NAT Verification Commands
Here’s a quick reference for the main commands used to verify NAT, along with what they show:
-
show ip nat translations– Displays the current NAT table with mappings between Inside Local, Inside Global, and Outside addresses. For PAT, also shows port numbers. -
show ip nat statistics– Shows NAT activity summary, including number of active translations, hits and misses, NAT pool usage, and which interfaces are configured as inside or outside. -
show running-config | section nat– Shows NAT configuration in the running config, including ACLs, NAT rules, and interface assignments. -
debug ip nat– Provides real-time NAT activity for troubleshooting. Use carefully on production devices because it can be verbose.

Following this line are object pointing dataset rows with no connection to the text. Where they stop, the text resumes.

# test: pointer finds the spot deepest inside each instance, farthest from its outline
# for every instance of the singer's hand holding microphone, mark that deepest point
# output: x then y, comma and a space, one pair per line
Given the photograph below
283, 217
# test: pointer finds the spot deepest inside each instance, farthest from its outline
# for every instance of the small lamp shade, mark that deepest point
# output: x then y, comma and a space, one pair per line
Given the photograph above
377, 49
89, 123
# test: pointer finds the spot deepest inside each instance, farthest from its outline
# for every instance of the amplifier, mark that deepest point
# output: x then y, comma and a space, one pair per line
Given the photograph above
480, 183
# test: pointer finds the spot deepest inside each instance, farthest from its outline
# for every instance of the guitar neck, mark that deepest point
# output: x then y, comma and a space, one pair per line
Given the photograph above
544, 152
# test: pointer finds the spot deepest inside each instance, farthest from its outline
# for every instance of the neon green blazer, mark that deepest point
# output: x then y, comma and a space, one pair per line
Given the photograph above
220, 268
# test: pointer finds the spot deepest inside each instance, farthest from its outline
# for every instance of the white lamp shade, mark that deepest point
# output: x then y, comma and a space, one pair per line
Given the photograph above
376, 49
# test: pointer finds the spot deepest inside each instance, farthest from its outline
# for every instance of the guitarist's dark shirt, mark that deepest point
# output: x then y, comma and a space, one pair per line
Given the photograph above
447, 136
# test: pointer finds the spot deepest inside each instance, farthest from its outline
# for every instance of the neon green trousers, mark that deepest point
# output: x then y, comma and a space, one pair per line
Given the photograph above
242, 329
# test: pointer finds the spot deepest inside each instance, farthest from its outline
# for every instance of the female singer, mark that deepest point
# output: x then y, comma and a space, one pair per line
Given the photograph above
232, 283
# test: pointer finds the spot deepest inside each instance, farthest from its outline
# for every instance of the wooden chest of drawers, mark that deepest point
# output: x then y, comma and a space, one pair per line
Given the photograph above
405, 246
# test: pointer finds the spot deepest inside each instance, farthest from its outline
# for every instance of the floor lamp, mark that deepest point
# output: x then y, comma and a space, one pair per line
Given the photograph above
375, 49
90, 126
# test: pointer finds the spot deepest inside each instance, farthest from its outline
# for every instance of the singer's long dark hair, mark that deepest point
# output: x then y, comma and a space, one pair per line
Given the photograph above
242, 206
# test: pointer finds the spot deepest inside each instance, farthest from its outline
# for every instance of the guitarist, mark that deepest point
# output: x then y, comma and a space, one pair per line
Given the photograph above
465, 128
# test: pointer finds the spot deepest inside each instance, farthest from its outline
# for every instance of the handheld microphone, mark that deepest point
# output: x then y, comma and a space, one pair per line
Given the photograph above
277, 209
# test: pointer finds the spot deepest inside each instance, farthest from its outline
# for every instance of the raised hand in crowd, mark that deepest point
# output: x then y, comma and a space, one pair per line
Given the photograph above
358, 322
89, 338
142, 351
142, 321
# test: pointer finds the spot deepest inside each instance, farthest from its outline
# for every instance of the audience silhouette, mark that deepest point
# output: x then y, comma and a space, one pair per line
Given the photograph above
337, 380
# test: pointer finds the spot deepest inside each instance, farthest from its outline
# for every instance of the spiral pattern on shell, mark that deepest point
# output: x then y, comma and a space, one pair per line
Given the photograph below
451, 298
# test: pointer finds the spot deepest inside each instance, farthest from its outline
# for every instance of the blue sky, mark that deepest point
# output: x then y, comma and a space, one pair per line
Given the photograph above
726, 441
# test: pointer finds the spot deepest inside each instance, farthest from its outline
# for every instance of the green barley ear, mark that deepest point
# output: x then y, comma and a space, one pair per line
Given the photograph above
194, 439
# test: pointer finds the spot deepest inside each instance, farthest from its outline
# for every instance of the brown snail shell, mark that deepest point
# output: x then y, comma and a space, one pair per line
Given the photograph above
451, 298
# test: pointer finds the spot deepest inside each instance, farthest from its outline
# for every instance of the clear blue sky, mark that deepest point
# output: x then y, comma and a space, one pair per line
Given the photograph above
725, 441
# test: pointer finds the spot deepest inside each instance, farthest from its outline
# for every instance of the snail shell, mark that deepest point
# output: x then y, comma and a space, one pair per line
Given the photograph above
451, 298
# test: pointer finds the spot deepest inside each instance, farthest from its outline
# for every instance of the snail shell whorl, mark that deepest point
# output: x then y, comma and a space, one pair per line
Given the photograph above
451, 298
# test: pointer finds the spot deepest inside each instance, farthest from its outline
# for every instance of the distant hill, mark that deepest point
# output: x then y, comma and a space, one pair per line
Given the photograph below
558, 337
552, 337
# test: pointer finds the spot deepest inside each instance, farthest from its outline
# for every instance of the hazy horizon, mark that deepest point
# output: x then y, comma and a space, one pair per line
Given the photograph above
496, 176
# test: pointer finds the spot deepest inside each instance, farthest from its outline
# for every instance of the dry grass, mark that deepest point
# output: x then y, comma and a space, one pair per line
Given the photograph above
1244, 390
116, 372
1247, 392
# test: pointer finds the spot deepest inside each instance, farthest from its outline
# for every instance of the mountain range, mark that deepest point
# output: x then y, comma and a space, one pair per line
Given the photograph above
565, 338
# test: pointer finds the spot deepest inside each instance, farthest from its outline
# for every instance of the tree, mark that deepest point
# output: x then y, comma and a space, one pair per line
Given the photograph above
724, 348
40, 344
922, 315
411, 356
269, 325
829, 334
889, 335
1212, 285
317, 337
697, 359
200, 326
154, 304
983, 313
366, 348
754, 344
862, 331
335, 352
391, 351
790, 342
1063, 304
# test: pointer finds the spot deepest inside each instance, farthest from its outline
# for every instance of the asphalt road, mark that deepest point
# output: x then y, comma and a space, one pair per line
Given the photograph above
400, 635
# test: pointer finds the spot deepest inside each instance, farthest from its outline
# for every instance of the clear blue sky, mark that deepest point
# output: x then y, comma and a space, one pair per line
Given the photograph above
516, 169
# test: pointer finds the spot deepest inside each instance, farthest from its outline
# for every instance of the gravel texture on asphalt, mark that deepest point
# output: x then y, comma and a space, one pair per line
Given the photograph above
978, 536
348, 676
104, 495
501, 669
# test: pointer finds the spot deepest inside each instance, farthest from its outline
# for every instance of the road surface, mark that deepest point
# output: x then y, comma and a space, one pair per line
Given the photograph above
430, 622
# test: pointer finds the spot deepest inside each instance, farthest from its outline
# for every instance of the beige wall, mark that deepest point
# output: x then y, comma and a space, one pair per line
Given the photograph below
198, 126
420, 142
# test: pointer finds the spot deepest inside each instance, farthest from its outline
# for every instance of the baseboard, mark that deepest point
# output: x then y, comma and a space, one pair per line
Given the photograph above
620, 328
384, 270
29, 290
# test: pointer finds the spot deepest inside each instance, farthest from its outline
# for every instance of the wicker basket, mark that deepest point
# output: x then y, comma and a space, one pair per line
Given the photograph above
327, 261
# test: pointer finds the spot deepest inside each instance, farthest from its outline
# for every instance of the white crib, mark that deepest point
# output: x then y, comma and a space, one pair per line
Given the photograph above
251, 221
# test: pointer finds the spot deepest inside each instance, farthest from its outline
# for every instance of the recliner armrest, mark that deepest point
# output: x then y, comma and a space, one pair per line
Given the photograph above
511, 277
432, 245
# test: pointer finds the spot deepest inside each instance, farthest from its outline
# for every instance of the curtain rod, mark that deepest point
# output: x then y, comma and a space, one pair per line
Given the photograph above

These commands together allow you to quickly verify that NAT is configured correctly, translations are being created, and traffic is flowing as expected.
Conclusion
In this lab we configured and analyzed several common forms of Network Address Translation used in real networks. This included Static NAT, Dynamic NAT, and NAT Overload (PAT), along with examining how the router tracks translations in the NAT table.
By generating traffic and inspecting the translation table, we were able to see how the router maps Inside Local addresses to Inside Global addresses and how PAT uses port numbers to allow multiple hosts to share a single public IP.
We also looked at how translations behave over time through NAT timeout values, and how to verify NAT operation using commands like show ip nat translations and show ip nat statistics.
Understanding how NAT works at this level makes troubleshooting much easier. Instead of just knowing the configuration commands, you can see how the router is actually building, maintaining, and removing translations as traffic flows through the device.